MAHIDDINI Michael – Assurance emprunteur le changement c’est maintenant…..

Il est possible depuis fin juillet 2014 de changer de contrat d’assurance-emprunteur pendant un an après la signature de son prêt immobilier.

Le marché devrait démarrer réellement cet automne. Ce n’est que le début.

Alors qu’il est possible depuis fin juillet 2014 de changer de contrat d’assurance-emprunteur pendant un an après la signature de son prêt immobilier, la loi Hamon n’a pas encore donné ses pleins effets.

Mais chez Meilleurtaux.com, les demandes découlant de cette disposition ont tout de même représenté 17 % du total des demandes d’assurances déléguées (celles souscrites à l’extérieur de la banque) entre le 1 er septembre 2014 et le 30 juin dernier.

A la Maif, on dit aussi avoir reçu depuis quelques mois un peu plus de demandes liées à la loi Hamon.

Un certain nombre d’emprunteurs ont dû prendre conscience qu’ils avaient la faculté de changer d’assurance, explique-t-on chez l’assureur mutualiste.

Le marché est en fait dans l’attente du vrai démarrage du dispositif, prévu cet automne.
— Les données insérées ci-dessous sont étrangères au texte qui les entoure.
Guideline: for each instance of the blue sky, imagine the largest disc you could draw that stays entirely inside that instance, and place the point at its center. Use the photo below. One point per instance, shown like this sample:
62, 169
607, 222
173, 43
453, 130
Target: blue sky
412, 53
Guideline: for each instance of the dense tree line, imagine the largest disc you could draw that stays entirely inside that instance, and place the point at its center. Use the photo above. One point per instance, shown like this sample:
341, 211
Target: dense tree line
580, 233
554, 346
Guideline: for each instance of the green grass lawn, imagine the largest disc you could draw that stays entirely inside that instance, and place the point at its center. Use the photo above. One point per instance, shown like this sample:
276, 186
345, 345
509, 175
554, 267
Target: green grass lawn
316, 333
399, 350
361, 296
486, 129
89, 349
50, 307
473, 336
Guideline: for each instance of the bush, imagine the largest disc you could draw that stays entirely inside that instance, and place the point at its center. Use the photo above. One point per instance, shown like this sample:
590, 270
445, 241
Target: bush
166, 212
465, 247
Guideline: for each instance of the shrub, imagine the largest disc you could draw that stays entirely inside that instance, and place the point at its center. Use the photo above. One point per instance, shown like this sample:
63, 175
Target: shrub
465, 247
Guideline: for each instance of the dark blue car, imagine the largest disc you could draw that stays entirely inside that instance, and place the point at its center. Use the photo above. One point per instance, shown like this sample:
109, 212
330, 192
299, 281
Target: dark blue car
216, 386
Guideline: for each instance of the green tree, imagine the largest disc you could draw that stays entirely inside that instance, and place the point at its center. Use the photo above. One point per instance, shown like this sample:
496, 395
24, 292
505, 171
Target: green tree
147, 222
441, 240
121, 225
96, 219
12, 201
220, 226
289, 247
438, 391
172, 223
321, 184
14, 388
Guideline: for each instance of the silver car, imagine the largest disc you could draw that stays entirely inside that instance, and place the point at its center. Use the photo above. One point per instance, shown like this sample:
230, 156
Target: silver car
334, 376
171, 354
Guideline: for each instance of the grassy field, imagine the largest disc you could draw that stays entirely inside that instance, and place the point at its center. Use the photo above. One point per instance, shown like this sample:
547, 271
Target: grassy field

Pour changer d’assureur, les emprunteurs doivent en effet fournir à l’établissement prêteur un contrat d’assurance présentant des niveaux de garantie équivalents au contrat présenté au moment de la souscription.

Mais « aujourd’hui, il est difficile pour un particulier d’argumenter sur l’équivalence de garanties », estime-t-on à la Maif.

Foire d’empoigne depuis le 1 er mai, les banques ne peuvent certes arguer d’un refus d’équivalence qu’en se référant à la liste de garanties définie début 2015 par le Comité consultatif du secteur financier (CCSF), après des débats longs et difficiles entre les différentes parties prenantes (prêteurs, assureurs, courtiers, consommateurs).

Mais le dispositif deviendra plus lisible pour le consommateur à partir du 1 er octobre : les banques devront alors fournir aux personnes sollicitant un crédit une fiche d’information standardisée sur l’assurance, avec écrites noir sur blanc les garanties qui devront être comparées (lire ci-dessus).

Assureurs et courtiers en crédit fondent évidemment beaucoup d’espoirs sur ces obligations nouvelles.

Nous attendons de voir si le marché va vraiment se libéraliser, souligne Olivier Sanson, le directeur général de l’assureur Afi Esca.

Pour l’heure, le marché est toujours tenu par les groupes bancaires. Selon nos informations, le taux de délégation n’était toujours que de 15,7 % à fin 2014.

Tous les acteurs fourbissent désormais leurs armes. La Maif, par exemple, explique avoir déjà mis à jour son contrat d’assurance emprunteur afin qu’il soit adapté à quasiment toutes les exigences des banques.

Et c’est une belle foire d’empoigne qui s’annonce. Car les banques n’ont évidemment aucune intention de céder du terrain sur un marché aux marges intéressantes.

Elles ont l’avantage de pouvoir jouer sur les deux tableaux, puisqu’elles proposent également leurs propres offres d’assurance alternatives.

Pour l’heure, tous les opérateurs font état d’une activité dynamique en assurance-emprunteur. Mais c’est surtout la forte production de crédits immobiliers, tirés par les taux bas, qui anime le marché.